By analyzing existing cross correlation between FAT Brands and Rave Restaurant Group, you can compare the effects of market volatilities on FAT Brands and Rave Restaurant and check how they will diversify away market risk if combined in the same portfolio for a given time horizon. You can also utilize pair trading strategies of matching a long position in FAT Brands with a short position of Rave Restaurant. Check out your portfolio center. Please also check ongoing floating volatility patterns of FAT Brands and Rave Restaurant.
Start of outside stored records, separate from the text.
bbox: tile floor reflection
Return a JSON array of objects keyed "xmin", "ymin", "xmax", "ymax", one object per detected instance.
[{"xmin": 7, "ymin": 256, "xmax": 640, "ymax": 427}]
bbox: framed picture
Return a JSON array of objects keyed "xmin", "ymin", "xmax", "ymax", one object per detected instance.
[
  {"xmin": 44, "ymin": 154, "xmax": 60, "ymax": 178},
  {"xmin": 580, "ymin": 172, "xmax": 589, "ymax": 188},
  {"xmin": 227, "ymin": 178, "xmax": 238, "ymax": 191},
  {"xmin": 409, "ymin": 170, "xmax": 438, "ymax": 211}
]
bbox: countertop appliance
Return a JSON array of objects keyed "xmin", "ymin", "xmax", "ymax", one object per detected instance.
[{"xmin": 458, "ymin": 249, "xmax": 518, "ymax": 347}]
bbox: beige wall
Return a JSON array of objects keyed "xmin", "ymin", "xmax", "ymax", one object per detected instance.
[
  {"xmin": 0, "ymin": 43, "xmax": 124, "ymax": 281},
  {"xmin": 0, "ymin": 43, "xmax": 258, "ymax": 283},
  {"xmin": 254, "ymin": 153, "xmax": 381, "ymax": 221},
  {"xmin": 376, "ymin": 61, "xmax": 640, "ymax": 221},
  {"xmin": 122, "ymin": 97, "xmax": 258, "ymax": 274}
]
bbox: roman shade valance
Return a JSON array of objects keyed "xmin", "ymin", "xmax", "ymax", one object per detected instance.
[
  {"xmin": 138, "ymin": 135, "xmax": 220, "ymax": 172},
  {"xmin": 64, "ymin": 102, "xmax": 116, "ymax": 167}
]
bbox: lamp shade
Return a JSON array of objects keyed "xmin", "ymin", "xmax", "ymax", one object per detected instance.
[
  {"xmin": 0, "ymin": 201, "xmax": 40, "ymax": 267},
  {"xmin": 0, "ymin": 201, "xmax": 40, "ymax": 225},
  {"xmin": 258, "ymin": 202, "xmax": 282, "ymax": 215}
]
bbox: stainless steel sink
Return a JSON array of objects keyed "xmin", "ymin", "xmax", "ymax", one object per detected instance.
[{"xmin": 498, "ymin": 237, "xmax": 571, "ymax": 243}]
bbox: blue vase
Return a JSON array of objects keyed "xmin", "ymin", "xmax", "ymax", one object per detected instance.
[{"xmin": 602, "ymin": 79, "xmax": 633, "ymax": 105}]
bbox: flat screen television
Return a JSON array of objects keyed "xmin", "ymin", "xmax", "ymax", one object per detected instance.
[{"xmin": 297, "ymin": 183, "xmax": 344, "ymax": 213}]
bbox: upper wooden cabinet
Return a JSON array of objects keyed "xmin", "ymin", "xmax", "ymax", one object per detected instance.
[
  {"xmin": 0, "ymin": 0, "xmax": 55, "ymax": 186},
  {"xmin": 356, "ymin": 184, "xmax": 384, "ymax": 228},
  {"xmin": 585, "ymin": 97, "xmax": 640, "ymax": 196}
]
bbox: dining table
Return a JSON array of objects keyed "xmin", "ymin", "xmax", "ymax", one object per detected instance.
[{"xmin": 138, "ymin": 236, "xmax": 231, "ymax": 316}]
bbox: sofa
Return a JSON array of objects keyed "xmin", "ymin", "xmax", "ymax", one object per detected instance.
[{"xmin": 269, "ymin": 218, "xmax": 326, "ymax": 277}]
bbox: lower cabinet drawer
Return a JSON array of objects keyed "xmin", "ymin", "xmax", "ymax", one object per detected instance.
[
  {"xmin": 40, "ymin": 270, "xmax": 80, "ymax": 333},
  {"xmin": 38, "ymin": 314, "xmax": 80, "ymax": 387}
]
Diversification Opportunities for FAT Brands and Rave Restaurant

0.15
  Correlation Coefficient

Average diversification

The 3 months correlation between FAT and Rave is 0.15. Overlapping area represents the amount of risk that can be diversified away by holding FAT Brands and Rave Restaurant Group in the same portfolio, assuming nothing else is changed. The correlation between historical prices or returns on Rave Restaurant Group and FAT Brands is a relative statistical measure of the degree to which these equity instruments tend to move together. The correlation coefficient measures the extent to which returns on FAT Brands are associated (or correlated) with Rave Restaurant. Values of the correlation coefficient range from -1 to +1, where. The correlation of zero (0) is possible when the price movement of Rave Restaurant Group has no effect on the direction of FAT Brands i.e., FAT Brands and Rave Restaurant go up and down completely randomly.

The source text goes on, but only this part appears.